Well, I would make history, that was for sure. I could hear Caesar Flickerman in my head as I grimace, imagining what he would say... "First Capitol girl to compete in the Hunger Games! Little ironic, eh?" I cringe, and hope the cameras aren't on me. As I keep sprinting, I keep an eye on things around me. My shoes are getting soggy, and my breath is ragged and tired. I will stop in a minute, I promise my lungs.

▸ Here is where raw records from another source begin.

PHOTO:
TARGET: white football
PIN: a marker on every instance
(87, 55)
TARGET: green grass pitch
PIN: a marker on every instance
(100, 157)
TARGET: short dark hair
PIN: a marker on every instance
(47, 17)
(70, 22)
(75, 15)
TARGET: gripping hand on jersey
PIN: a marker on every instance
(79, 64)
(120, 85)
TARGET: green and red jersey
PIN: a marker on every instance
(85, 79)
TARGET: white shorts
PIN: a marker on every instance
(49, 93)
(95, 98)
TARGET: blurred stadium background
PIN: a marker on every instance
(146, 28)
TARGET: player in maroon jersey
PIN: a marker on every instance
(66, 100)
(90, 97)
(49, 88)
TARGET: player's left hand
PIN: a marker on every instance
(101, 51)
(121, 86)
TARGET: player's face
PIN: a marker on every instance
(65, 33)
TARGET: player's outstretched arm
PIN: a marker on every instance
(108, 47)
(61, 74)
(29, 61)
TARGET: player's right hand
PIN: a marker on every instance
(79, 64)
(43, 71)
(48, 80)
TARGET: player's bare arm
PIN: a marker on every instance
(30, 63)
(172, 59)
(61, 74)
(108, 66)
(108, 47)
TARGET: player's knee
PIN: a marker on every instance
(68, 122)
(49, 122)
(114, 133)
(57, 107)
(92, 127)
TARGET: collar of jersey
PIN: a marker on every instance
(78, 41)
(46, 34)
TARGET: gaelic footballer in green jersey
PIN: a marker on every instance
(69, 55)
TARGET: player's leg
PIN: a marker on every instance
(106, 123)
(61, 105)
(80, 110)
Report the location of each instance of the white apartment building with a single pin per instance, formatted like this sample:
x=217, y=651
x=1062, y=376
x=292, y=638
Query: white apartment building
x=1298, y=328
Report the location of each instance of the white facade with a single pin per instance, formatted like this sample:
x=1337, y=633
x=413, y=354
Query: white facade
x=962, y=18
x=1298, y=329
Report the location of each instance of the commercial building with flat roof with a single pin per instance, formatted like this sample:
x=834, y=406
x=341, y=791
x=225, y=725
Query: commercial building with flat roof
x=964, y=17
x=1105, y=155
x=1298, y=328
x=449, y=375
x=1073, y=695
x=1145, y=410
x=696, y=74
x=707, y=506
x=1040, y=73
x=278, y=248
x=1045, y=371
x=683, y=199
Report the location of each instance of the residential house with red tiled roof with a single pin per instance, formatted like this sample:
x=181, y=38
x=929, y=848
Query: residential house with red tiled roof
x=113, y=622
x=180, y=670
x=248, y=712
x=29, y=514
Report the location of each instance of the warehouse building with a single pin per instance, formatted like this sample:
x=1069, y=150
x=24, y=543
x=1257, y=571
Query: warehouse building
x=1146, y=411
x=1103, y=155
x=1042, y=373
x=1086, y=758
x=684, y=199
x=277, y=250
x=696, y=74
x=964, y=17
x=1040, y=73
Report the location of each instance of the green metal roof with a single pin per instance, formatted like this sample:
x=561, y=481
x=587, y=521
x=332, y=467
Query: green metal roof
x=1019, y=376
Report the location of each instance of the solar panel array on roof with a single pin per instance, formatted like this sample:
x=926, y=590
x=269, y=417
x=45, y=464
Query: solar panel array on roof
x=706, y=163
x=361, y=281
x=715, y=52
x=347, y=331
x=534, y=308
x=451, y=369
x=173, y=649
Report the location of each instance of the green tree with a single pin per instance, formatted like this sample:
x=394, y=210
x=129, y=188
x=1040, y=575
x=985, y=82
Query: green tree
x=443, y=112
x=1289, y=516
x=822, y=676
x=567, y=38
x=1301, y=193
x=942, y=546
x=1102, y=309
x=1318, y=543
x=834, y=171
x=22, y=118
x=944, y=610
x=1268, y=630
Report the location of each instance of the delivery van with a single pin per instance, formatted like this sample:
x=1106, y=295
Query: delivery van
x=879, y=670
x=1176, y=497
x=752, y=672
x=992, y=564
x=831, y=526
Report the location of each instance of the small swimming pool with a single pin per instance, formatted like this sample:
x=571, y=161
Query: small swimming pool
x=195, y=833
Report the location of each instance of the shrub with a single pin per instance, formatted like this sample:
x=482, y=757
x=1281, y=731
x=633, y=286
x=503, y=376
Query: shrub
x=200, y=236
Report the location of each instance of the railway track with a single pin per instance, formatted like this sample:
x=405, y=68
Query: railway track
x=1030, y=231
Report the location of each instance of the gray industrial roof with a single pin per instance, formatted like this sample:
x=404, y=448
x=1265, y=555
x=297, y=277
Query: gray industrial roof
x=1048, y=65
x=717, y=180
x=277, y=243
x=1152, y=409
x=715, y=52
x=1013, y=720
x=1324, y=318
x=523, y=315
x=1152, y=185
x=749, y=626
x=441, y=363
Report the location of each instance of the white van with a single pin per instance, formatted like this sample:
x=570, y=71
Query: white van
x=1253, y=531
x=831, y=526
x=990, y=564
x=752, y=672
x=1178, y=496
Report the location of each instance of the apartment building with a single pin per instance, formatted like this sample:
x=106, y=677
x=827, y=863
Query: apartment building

Pretty soon I do stop, and clear out a spot where no one can find me. I make a small fire out of the dirty leaves and sticks nearby. I look around for the first time since leaving the Cornucopia. I shiver, remembering it.

About six hours earlier, I had left my spot and rushed toward the Cornucopia. I had been running my whole life, so I was the fastest, except for a District Six girl. When I got there, for a nanosecond we bth looked at each other. Then we each turned away, grabbed either a backpack (me) or a scary-looking dagger with shie and sharp edges(her). I didn't think she was capable of killing someone with that, partly because she was about four feet tall, and partly because of her eyes.

Her eyes were soft golden brown. They whispered, Come with me. I am safe. I won't hurt you. It scared me how safe she looked. I longed to hold her hand, to tell her scared, safe, innocent eyes that everything would be okay. But, I knew that would mean sorrow later or death later. So I turned when she did.

A Career caught up to us at the Cornucopia. HEEEEYAAAAAH! He tried to grab a dagger and kill the little Six girl, but she ducked and ran to the woods. I had about a sixteenth of a second before he would've tried me, too. So I grabbed the backpack and ran after Six.

In the woods, I couldn't find her. So I ran in a direction and ran and ran, and now here I was.

I sigh. Everything here is dark and gray and brown and gross. I realize I am sitting directly into... the mud. I sigh again. Who cares what I look like down here?

For the first time, I realize I am starving. I zip open the brown bag quickly, and clumsily pour our the contents onto my tired legs. Water, thankfully, tumbles out first. I gulp it all down, because I am just that dumb. I soon regret it, because the fire is burning my mouth and making it feel on fire. The rest of the stuff in the bag is great too, except the matches. I can make a fire in my sleep with just some sticks, rocks, and oxygen. Oh well- maybe I'll find some use for them. I find a blanket, which I'll need since the temperature in this gray hell is dropping by the second. There is a small dagger, which doesn't even start to compare to the huge one Six grabbed earlier, but will come in handy nonetheless. At this rate, even more, since I have no food, water- and no shelter- from the predicted Seneca Crane weapon/deadly bee/hallucination attack, I now notice.

I gulploudly, and now, like the water, regret my stupid actions. Think, Opal, think before you kill yourself being stupid, I tell myself. I wish I weren't here, and actually I long for the stupid Capitol, but soon I remember why I am here, and get myself determined that I will win.